So when a few hundred bison venture out of the park into the Gardiner Basin at the wrong time each year, their fate is gloomy. This year, about 600 bison were removed after leaving YellowstoneIn years past, these migrants were killed by the thousands. That still happens, but not with such reckless abandon as in previous years. Instead of an outright firing-line at the border, the herd is now rounded up and brought to slaughter, the meat given to Native American tribes. About 200 bison met this fate this year.

One of the park's biggest bulls looking for fresh grass along the Yellowstone River.

Upset by the annual annihilation of America’s most treasured bison herd, advocates and managers are now trying to design solutions that please all stakeholders. For instance, researchers have just concluded that with proper quarantine, testing, and culling, you can definitively declare a group of bison “brucellosis-free.” With this stamp of approval, the bison can be brought to Native American reservations to be used as agricultural and cultural resources. Or be brought to Ted Turner’s huge conservation ranches. In the future, the cleared bison may be the source for restoration herds on the American Prairie Reserve or the Tribal National Park.

A small herd of females and calves passing by.

Only 60 bison were quarantined this year. About 200 were consigned to slaughter. What happens to the remainder? Native American tribes are given special permits to exercise century-old treaty rights to hunt bison off-reservation under their own rules and regulations. These hunts accounted for roughly 263 bison this year. It’s nice to see the federal government following through on some much-needed reparations, especially after we slaughtered 99.999% of America’s bison to starve out the Indians. However, these tribal hunts have meant that gut-piles and bloody snow litter the Gardiner Basin, making for some interesting discussion on wildlife watching excursions like ours.

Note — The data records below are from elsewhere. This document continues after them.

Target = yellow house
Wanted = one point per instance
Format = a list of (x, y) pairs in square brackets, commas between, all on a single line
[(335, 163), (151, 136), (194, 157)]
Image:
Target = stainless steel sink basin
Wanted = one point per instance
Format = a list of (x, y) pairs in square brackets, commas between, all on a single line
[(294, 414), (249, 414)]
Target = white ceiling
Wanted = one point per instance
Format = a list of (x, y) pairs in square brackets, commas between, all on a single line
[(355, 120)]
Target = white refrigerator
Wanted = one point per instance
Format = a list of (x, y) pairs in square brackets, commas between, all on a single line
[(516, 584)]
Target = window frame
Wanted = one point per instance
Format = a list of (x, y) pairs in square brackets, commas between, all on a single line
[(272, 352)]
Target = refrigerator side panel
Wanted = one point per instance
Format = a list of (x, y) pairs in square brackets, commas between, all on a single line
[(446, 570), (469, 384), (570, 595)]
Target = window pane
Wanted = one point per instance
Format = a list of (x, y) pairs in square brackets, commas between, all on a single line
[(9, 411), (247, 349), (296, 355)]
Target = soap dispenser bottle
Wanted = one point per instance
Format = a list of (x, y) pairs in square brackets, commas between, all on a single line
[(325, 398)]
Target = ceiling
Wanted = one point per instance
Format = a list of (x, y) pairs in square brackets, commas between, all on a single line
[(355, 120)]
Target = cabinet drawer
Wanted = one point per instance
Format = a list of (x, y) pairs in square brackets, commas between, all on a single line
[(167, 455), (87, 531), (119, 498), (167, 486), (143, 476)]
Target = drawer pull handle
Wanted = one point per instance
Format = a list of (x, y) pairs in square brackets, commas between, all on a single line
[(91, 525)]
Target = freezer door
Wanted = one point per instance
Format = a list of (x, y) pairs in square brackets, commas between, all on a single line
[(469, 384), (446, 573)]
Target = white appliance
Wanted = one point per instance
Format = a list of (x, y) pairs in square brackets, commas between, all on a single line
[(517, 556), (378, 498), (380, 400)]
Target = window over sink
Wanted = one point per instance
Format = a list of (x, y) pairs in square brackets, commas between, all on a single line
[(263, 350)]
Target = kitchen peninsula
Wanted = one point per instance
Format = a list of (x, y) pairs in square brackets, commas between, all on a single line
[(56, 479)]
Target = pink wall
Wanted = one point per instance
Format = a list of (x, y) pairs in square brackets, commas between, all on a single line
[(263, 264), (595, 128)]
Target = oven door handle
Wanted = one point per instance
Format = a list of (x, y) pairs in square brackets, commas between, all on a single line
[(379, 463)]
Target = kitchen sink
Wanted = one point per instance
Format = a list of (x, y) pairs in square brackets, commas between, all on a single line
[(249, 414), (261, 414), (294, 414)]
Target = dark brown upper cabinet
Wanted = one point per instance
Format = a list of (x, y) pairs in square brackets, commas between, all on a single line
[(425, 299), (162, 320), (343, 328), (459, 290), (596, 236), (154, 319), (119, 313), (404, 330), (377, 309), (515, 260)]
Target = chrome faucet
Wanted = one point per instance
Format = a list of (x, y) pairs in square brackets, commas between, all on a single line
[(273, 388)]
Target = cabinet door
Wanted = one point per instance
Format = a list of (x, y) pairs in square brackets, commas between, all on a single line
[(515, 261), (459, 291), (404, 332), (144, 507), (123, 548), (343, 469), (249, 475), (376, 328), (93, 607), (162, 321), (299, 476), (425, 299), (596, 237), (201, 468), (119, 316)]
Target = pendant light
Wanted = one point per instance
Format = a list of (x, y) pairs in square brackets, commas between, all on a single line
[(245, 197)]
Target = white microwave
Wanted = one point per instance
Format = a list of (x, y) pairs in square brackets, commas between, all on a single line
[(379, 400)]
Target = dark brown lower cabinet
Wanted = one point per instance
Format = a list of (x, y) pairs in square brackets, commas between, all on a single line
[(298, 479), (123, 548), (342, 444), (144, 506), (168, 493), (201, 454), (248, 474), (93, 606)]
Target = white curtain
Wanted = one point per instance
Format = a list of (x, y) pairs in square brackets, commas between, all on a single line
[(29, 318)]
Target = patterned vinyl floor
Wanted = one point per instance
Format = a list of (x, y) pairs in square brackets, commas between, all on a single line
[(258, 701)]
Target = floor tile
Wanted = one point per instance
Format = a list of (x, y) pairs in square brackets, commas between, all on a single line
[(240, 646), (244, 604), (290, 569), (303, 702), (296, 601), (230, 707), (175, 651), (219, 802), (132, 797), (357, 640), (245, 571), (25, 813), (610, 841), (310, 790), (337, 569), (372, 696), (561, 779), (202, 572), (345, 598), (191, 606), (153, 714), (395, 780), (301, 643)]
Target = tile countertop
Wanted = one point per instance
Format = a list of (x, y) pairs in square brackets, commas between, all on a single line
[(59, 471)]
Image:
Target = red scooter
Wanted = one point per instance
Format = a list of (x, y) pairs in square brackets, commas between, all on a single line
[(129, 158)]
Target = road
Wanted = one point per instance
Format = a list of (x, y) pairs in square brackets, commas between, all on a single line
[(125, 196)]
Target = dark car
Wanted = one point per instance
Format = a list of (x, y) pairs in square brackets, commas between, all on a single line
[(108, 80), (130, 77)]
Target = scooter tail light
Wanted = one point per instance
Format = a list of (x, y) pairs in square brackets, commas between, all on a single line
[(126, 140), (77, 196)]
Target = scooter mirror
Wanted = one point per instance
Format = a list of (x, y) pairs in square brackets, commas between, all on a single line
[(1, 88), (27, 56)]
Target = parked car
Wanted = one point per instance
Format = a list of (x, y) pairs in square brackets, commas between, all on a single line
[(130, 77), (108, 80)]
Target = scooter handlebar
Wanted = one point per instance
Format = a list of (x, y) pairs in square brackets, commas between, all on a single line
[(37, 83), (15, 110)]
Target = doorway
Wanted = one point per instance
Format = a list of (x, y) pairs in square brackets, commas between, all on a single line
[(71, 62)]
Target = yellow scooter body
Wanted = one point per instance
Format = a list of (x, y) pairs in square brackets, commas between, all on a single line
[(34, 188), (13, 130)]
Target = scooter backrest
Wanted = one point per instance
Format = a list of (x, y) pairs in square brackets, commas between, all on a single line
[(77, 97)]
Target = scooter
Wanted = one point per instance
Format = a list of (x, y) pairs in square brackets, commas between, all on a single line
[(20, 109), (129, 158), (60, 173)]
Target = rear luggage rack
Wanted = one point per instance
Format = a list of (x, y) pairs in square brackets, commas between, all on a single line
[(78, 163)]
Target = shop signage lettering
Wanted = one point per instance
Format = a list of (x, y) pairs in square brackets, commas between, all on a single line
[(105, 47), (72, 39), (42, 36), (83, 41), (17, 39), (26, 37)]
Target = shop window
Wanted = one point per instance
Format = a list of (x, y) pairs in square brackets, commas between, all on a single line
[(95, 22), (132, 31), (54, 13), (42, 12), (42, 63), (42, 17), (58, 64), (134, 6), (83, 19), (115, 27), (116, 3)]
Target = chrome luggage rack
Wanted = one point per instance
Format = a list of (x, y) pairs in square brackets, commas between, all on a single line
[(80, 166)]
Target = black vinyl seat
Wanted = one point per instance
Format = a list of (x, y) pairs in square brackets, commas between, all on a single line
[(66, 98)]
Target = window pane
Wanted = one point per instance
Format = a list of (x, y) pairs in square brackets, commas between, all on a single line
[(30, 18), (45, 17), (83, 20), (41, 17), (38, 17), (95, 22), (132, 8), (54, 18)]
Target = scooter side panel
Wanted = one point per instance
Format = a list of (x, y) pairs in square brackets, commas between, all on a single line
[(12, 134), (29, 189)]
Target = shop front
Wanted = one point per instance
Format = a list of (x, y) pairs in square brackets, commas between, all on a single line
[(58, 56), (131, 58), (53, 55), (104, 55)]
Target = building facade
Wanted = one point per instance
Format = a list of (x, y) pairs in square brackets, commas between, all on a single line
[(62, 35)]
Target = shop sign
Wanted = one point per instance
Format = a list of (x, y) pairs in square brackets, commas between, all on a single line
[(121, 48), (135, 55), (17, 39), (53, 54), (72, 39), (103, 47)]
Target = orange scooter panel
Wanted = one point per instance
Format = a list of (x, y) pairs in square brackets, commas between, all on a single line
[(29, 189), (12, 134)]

Native Americans are also in disagreement over the ethics of hunting these animals in such circumstances.

Things are looking promising for these big guys. Which is good, because they have enough to worry about as it is. The Montana Supreme Court just ruled that bison may now be legally tolerated in roughly 400,000 acres outside the north and west entrances. Also, the World Wildlife Fund and the Intertribal Buffalo Council are working together to establish tribal quarantine facilities so that more wandering bison can be held and transferred to reservations and restoration projects instead of being killed.

A train of bison walking through the Gardiner Canyon, heading towards the park's boundary.

Hopefully, with continued conservation efforts, fewer of these Yellowstone migrants will be economic nuisances to the cattle industry, and more will become the pioneers of new herds across the Great Plains.

An hour-old bison calf standing for the very first time. May 2013.


  1. Sean,
    Thank you again for an outstanding informative trip. The photographs are great and as in the tour, the discussion very informative and balanced with the many points of view. We also hope and advocate for a common sense solution that can balnce the needs of all including the bison.